Comet 2006 P1 McNaught

I've just got back into the office after having a wander out to the western edge of our village, hoping to catch a glimpse of comet 2006 P1 McNaught.

While having dinner I'd mentioned that I was going to go for a walk and have a look and my son asked to come along too. Given that he's not quite 5 and given that I'd be using a binocular my wife decided to come along too — the best place to observe is next to a reasonably busy road (especially busy around 17:00 or so due to people heading home from work) and that wouldn't be a good mix.

I'd told them both that I didn't quite know what to expect. From what I'd read so far I was expecting a small fuzzy comet, probably visible to the naked eye with some effort, but probably requiring that I find it in the 10x50s first. We got coats and hats and stuff on and started walking down the road. About ½ way to the edge of the village I saw something out of the corner of my eye, through some trees. I looked, did a double take, and then a triple take, and then almost said the sort of phrase a father shouldn't say in front of his child.

It was a comet! Not a little fuzzy thing, not the sort of thing I've struggled to find in binocular and telescope over the last year or so, this was a proper naked eye comet. Bright head, easy to see tail, skirting the horizon in a really nice looking sunset.

I was shocked and amazed. As was my wife and son. To be honest, it's hard to say who was most excited, although I think my son wins ("I've seen my first comet! I've seen my first comet!").

I won't bother even trying to relate any technical details, I wasn't really paying attention to it in that way. About all I managed was a quick estimate of the length of the tail (about 2 widths of my thumb, held at arms length) and that was about it. The best I could really manage was to just stand there, awestruck, repeating things like "oh wow", "that's huge!", "look at it! just look at it!" and other pointless variations on that theme.

Within around 10 minutes the head had set behind some trees and I watched the tail slowly set for a couple of minutes more.

I'm still really excited, I'm still feeling kind of shocked and moved by it. I'm still feeling very inadequate when it comes to trying to relate what I saw and how it felt to see it.

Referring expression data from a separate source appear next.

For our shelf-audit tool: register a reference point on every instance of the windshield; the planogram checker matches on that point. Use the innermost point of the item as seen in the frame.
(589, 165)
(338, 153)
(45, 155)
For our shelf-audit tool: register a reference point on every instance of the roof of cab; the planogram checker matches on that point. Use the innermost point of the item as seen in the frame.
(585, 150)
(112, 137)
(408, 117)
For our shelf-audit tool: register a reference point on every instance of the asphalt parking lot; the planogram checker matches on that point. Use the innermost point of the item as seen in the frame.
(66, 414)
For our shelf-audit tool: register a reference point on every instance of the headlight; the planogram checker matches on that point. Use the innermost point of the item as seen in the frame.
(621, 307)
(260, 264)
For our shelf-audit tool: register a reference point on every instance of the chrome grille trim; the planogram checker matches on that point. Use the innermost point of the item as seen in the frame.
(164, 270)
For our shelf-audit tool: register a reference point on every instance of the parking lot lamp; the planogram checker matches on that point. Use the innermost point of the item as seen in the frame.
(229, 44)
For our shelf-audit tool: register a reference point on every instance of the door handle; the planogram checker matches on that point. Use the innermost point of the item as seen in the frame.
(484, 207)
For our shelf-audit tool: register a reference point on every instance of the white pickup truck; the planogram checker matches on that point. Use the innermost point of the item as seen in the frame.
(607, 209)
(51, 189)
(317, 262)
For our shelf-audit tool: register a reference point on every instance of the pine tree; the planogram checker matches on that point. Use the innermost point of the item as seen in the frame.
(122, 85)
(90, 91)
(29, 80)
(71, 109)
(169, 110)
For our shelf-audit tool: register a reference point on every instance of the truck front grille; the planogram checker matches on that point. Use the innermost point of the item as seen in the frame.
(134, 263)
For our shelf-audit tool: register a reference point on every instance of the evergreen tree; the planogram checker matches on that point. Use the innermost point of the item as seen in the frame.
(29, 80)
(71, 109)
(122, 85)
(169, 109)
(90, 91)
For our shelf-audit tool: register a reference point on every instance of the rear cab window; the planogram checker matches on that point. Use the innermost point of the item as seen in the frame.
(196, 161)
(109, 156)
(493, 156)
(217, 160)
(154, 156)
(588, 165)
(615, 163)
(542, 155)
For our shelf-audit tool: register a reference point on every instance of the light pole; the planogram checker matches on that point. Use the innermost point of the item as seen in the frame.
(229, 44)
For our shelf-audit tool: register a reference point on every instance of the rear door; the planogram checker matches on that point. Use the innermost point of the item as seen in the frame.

Don't you just love it when the Universe surprises you like that?


Ben C. said...

Thanks for relating the excitement you and your family experienced seeing Comet McNaught. I have yet to try for this comet and it would be the 4th naked eye comet after Halley's, Hyakutake and Hale-Boop. This would break the alliterative H streak though ...

mark_smith said...

I know what you mean about been excited two hours later and my heart is still thumping. Might have a beer to celebrate. Hope to see it again tommrow.


Dave Pearson said...

Oddly I don't ever recall seeing Halley naked eye. I saw it in 'scopes and bins and even photographed it but I don't think I ever saw it without any sort of aid.

Hyakutake was fantastic and, personally, I rate it higher than Hale-Bopp.

Good call on the H thing, I'd never thought about that before.

I don't know what your forecast is Mark but it's not looking too good down this end of the county for tomorrow night. Not sure about tomorrow morning either but if it is bright and I'm up in time I think it might be a trip to the eastern end of the village for a good view over Billingborough Fen

mark_smith said...

The weather in the morning is rain (but we will see) I am leaving the house at 7.30 so may have a look on the way. The afternoon should be patchy clouds. The same for Friday aswell.

Ben C. said...


I should've mentioned that my naked eye view of Halley's Comet back in 1986 was during a business trip to Israel and South Africa. The view from the plane, even through those plastic windows, was not to be believed.

When I saw Halley's from the shores of New York I was less than wowed and I actually needed to point out the direction of the tail to the people around me while viewing the comet in binoculars.

Ian Musgrave said...

Waht a wondeful story, that is absoLutely great! Congratulations.

I saw Haley quite well with the unaided eye in Asutralia, my then girlfriend was not impressed. "It's a fuzzy dot, you got me up at 4 am for a fuzzy dot!"